Security Guide¶
Truthound provides comprehensive security features to prevent security threats during validator execution.
Overview¶
Security Module Architecture:
┌─────────────────────────────────────────────────────────────────────┐
│ Security Module │
└─────────────────────────────────────────────────────────────────────┘
│
┌───────────────────────┴───────────────────────┐
▼ ▼
┌───────────────────────────────┐ ┌───────────────────────────────────────┐
│ SQL Injection Prevention │ │ ReDoS Protection │
├───────────────────────────────┤ ├───────────────────────────────────────┤
│ • Query Validator │ │ • Static Analyzer │
│ • Parameterized Query │ │ • ML Pattern Analyzer │
│ • Whitelist Validator │ │ • Pattern Optimizer │
│ • Security Policy │ │ • CVE Database │
│ • Audit Logger │ │ • CPU Monitor │
└───────────────────────────────┘ │ • Profiler │
│ • RE2 Engine │
└───────────────────────────────────────┘
1. SQL Injection Prevention¶
Prevents injection attacks during SQL datasource validation.
SecurityLevel¶
| Level | Description |
|---|---|
STRICT |
Maximum security, minimal allowed operations |
STANDARD |
Balanced security (default) |
PERMISSIVE |
Relaxed security for trusted environments |
SecurityPolicy¶
from truthound.validators.security import (
SecurityPolicy,
SecurityLevel,
SQLQueryValidator,
)
# Preset policies
strict_policy = SecurityPolicy.strict()
standard_policy = SecurityPolicy.standard()

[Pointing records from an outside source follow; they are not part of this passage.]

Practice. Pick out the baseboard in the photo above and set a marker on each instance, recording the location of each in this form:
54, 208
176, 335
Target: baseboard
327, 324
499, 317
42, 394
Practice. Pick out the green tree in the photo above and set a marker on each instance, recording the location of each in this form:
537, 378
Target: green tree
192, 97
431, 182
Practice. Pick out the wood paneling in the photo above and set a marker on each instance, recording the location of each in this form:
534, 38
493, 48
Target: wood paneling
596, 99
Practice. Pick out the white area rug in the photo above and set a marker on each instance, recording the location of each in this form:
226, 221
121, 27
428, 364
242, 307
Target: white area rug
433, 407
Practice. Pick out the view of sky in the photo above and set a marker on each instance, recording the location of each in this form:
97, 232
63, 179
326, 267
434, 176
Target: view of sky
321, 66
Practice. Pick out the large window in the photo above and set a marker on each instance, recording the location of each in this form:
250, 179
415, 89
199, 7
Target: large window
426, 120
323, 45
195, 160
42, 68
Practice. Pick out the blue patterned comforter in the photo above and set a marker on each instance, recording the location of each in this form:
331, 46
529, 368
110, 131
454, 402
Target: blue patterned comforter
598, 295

permissive_policy = SecurityPolicy.permissive()
# Custom policy
policy = SecurityPolicy(
level=SecurityLevel.STANDARD,
max_query_length=10000, # Maximum query length
max_identifier_length=128, # Maximum identifier length
# Structural permissions
allow_joins=True, # Allow JOIN
allow_subqueries=True, # Allow subqueries
allow_aggregations=True, # Allow aggregate functions
allow_window_functions=True, # Allow window functions
allow_cte=True, # Allow WITH clause
allow_union=False, # Block UNION (injection vector)
# Allowed statement types
allowed_statements={"SELECT", "WITH"},
# Blocked patterns (regex)
blocked_patterns=[r"xp_cmdshell", r"sp_executesql"],
# Blocked functions
blocked_functions=[
"SLEEP",
"BENCHMARK",
"LOAD_FILE",
"INTO OUTFILE",
"INTO DUMPFILE",
],
# Whitelist (empty allows all)
allowed_tables={"orders", "customers"},
allowed_columns={"id", "name", "amount"},
# Violation callback
on_violation=lambda name, matched: print(f"Violation: {name}"),
)
SQLQueryValidator¶
from truthound.validators.security import (
SQLQueryValidator,
validate_sql_query,
SQLInjectionError,
QueryValidationError,
)
# Create validator
validator = SQLQueryValidator(policy=policy)
# Validate query
try:
validator.validate("SELECT * FROM orders WHERE amount > 100")
print("Query is safe")
except SQLInjectionError as e:
print(f"Injection detected: {e.pattern}")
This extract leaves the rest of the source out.